Она стала просить меня, чтобы я попытался воздействовать на Федорченко, сказал бы ему, что так жить нельзя, и объяснил, что она, Сюзанна, не получила образования и не может ответить на те вопросы, которые он ей постоянно задает — зачем мы живем? Что такое завтра? Почему люди занимаются искусством? Что такое музыка? Только на последний вопрос она как-то ответила — музыка, это когда играют, — и после этого он рассердился и два дня не разговаривал с ней и ходил обедать в русский ресторан, где она тоже была несколько раз и где никто не разговаривал по-французски. То, что какие-то люди вообще говорят на других языках, было для Сюзанны не то что бы непостижимо, но так неестественно, что она никак не могла свыкнуться с этой мыслью, ей все казалось, что это чуть ли не притворство. Она совершенно серьезно сомневалась в том, что на других языках можно действительно выразить все решительно. "Ну, что можно сказать друг другу по-русски?" Не говори глупостей; это еще сложнее, чем генералы, которых похищают.
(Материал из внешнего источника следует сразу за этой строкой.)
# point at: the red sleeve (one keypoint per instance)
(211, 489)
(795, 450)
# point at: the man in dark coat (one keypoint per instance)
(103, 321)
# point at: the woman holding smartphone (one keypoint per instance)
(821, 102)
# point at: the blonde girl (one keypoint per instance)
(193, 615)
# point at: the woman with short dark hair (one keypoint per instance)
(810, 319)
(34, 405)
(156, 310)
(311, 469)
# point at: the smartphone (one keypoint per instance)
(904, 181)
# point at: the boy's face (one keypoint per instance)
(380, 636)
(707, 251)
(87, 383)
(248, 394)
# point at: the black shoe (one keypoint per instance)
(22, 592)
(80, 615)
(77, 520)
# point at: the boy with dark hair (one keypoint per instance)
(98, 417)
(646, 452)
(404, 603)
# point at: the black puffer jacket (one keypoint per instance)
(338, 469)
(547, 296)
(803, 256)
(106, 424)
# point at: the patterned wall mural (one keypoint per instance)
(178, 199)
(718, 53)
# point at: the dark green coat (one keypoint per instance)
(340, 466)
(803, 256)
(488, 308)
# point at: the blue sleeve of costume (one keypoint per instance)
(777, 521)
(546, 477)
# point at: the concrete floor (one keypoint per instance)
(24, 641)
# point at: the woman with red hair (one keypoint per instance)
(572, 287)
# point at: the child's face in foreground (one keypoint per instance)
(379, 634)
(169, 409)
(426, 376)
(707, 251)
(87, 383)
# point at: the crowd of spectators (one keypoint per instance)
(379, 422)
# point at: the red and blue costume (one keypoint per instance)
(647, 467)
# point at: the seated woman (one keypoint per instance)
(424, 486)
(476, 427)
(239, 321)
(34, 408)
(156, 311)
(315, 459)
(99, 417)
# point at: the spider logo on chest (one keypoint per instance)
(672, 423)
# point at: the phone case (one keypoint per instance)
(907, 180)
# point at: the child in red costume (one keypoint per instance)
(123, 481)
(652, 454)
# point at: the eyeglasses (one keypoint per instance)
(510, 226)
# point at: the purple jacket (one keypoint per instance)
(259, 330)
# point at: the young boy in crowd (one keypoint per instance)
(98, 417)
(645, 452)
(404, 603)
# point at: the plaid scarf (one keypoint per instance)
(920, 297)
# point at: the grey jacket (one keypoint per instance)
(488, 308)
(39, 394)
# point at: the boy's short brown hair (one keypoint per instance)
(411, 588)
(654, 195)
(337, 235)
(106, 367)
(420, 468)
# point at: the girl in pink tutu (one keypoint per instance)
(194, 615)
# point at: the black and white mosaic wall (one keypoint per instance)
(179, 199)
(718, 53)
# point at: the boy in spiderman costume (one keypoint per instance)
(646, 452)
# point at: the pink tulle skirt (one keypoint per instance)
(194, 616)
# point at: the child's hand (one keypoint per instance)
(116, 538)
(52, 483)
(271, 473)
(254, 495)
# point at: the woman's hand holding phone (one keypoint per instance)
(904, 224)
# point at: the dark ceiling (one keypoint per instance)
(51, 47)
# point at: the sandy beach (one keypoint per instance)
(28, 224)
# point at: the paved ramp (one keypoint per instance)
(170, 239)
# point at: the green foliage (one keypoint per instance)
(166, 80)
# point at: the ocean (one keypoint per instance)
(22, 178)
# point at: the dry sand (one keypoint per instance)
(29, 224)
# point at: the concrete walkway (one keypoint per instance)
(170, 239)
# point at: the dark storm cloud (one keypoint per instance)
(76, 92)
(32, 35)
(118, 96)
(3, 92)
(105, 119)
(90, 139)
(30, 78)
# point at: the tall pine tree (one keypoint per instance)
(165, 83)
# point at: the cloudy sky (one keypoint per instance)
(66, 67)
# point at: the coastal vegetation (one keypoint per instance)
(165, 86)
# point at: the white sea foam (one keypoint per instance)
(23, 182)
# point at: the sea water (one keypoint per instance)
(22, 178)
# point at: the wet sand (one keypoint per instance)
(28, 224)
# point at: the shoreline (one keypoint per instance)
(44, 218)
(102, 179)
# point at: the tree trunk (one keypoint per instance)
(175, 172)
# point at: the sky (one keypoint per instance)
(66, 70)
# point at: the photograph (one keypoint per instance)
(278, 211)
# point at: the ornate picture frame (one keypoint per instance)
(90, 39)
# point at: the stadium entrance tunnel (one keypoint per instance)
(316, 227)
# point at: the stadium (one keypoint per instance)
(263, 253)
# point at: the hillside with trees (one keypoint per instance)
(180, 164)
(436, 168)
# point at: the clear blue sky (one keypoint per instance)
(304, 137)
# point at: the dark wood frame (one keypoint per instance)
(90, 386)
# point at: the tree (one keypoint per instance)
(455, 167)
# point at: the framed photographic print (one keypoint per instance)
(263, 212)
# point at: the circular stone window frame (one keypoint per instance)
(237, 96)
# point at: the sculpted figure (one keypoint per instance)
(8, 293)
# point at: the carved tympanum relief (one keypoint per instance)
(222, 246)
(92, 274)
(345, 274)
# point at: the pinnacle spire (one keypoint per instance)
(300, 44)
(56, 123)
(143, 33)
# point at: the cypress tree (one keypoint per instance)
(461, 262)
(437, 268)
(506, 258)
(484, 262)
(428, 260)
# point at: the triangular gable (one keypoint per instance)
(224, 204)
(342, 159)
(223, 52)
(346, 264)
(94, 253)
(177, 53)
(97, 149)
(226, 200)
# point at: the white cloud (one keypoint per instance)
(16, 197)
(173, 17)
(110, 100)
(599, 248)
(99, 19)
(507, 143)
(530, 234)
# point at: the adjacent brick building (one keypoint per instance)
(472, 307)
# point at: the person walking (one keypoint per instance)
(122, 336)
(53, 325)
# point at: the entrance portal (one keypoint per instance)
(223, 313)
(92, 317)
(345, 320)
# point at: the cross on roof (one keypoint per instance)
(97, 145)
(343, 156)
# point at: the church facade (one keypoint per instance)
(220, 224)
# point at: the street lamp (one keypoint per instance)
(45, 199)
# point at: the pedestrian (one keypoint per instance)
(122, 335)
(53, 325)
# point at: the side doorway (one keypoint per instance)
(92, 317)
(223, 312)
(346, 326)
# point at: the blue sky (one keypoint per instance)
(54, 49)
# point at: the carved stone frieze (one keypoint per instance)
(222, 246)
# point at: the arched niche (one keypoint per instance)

Это происходило через несколько недель после того, как в Париже исчез известный русский генерал, занимавший во время гражданской войны крупную должность в белой армии, на юге России, и стоявший во главе тех людей, разбросанных по всему миру, которые представляли из себя разрозненные остатки этой армии. Большинство их зарабатывало на жизнь тяжелым физическим трудом, они были объединены в союз, начальником которого был исчезнувший генерал. Газеты приводили самые неправдоподобные и противоречивые рассказы о том, как именно произошло похищение; левая пресса излагала версию, согласно которой генерал был схвачен и увезен членами правой террористической организации, правая обвиняла коммунистов, один из полупорнографических журналов предположил даже, что это неожиданное исчезновение объяснялось причинами сентиментального порядка; полиция печатала многозначительные сообщения обо всем, и из этого количества и этого разнообразия полицейских сведений было нетрудно вывести заключение, что похитителей генерала ей найти не удастся. Как обыкновенно бывает, в связи с этой сенсационной историей появилось множество разоблачений и обвинений, начались доносы и письма в редакцию, на страницах газет и журналов разные люди излагали свои личные соображения по поводу генерала, причем некоторые пользовались неожиданной возможностью печатного высказывания, чтобы сообщать автобиографические признания, нередко мемуарного характера, — и во всем этом не было никакой возможности разобраться.